Adopted in December 2013, the final interagency rulemaking to implement the Volcker Rule resolves a number of concerns raised by the mutual fund industry. Under the Volcker Rule, banking entities are generally prohibited from engaging in proprietary trading or investing in or sponsoring certain types of investment funds. Such "covered funds," as the regulations call them, generally include any issuer that would be an investment company but for Section 3(c)(1) or 3(c)(7) of the Investment Company Act, as well as certain commodity pools.

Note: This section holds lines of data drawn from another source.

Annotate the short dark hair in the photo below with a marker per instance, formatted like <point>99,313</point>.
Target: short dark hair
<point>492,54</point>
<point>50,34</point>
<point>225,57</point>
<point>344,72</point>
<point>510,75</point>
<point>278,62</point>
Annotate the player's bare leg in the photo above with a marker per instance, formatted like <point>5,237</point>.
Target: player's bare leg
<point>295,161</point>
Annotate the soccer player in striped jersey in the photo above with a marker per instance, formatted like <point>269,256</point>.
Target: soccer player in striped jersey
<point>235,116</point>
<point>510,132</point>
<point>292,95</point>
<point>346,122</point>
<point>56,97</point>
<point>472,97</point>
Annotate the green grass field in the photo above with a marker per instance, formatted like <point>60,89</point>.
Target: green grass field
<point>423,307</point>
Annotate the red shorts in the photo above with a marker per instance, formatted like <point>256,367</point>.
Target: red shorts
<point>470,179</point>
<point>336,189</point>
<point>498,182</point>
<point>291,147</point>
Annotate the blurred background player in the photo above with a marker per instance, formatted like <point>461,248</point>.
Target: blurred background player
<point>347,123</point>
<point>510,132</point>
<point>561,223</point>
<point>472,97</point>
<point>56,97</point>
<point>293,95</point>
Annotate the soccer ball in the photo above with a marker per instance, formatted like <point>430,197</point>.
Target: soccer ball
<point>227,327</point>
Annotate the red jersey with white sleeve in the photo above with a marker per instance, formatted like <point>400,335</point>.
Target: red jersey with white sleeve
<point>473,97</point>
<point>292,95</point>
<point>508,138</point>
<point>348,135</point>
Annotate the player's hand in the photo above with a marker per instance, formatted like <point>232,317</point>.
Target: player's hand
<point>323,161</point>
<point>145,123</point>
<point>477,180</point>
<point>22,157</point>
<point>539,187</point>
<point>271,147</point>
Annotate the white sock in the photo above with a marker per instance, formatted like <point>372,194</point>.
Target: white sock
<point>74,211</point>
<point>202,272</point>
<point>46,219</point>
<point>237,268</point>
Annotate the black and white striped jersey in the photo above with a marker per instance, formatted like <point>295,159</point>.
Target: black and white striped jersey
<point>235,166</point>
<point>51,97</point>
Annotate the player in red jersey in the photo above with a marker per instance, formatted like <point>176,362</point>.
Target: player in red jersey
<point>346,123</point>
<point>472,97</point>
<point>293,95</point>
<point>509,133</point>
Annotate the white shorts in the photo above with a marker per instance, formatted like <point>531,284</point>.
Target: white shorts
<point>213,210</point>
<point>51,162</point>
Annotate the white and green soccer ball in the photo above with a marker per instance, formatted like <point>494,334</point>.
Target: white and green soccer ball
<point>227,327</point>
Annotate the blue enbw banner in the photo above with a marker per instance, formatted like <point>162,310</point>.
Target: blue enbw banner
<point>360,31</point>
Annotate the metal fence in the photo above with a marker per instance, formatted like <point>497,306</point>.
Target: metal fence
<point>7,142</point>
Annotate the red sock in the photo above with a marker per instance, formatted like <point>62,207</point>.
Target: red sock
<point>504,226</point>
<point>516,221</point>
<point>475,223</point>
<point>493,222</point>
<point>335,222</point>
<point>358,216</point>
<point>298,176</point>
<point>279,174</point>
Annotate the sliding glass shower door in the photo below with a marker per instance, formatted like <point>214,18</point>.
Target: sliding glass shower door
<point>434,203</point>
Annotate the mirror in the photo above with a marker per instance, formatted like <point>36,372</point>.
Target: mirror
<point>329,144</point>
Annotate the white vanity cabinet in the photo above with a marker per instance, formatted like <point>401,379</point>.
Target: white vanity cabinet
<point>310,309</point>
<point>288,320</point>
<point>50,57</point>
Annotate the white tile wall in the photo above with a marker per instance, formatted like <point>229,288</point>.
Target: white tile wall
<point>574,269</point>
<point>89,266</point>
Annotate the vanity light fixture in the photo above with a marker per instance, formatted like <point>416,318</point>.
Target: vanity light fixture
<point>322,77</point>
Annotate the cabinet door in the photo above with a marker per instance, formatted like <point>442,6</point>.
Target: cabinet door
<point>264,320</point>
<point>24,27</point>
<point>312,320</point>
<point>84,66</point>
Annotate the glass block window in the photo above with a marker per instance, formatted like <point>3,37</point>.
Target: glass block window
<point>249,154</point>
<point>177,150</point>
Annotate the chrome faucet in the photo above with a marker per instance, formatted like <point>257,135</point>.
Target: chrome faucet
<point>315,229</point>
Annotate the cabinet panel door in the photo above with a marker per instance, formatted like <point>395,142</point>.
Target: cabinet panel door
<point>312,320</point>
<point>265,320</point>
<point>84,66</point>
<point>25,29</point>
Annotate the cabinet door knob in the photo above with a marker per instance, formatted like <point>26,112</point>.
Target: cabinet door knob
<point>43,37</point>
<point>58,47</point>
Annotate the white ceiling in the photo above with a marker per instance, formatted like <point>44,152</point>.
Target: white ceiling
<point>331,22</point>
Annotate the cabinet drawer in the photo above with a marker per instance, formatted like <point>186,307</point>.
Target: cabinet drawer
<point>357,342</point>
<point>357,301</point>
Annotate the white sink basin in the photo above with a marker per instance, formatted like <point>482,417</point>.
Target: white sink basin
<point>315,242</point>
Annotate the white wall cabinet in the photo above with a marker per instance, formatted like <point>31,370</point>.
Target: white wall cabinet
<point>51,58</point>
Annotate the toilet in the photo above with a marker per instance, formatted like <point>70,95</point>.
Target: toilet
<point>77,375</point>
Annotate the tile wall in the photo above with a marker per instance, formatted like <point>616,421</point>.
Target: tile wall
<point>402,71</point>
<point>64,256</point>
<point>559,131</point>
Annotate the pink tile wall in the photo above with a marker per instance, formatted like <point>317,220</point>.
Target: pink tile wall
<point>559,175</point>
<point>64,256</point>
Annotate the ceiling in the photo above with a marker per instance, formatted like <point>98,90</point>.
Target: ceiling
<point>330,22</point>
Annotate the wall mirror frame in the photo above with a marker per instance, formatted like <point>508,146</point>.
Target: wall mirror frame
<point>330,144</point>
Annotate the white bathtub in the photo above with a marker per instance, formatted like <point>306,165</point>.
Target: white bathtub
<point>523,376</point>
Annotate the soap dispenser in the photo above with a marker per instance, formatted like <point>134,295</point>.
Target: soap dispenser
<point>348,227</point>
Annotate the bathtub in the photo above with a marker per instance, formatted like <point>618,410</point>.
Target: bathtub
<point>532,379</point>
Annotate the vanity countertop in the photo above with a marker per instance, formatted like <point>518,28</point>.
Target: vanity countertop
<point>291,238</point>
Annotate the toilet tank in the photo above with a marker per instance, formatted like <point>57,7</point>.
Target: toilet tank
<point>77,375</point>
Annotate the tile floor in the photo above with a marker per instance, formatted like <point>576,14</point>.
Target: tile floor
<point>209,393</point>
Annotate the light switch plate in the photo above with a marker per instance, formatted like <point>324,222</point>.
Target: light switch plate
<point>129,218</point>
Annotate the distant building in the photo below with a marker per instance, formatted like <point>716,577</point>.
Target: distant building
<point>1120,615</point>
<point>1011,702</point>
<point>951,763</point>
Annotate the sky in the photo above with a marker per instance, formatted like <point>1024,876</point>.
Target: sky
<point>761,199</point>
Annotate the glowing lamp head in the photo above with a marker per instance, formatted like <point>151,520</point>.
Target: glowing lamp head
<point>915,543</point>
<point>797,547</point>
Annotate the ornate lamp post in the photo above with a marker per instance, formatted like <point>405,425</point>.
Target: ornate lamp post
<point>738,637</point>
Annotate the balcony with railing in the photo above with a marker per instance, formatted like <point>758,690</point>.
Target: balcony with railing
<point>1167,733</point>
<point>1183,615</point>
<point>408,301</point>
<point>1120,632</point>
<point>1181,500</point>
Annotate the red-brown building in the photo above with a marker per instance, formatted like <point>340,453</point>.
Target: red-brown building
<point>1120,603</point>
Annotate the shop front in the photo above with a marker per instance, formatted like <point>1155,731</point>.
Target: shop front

By expressly excluding registered investment companies from the definition of a covered fund, the final regulations clarify that a registered investment company will not be treated as a covered fund even if the company is also considered a commodity pool. This benefits certain registered investment companies that use futures, swaps, or other commodity interests in their investment programs. The final regulations also address the problem that could arise for an issuer that is reasonably expected to become a registered investment company, but during its "seeding" period relies on Section 3(c)(1) or 3(c)(7). Specifically, the regulations also exclude such seeding vehicles from the definition of a covered fund, subject to certain conditions designed to prevent evasion of the general prohibitions on covered fund activities.
In addition, the final regulations make clear that the Volcker Rule generally will not affect the ability of registered investment companies to invest in a covered fund, unless the registered investment company is itself a banking entity by virtue of being an affiliate of an insured depository institution. In this regard, the adopting release discusses in some detail the considerable extent to which a banking entity may invest in or maintain certain relationships (for instance, as an adviser or organizer, sponsor, and manager) with a registered investment company without the Volcker Rule prohibiting the company’s investment in any covered fund.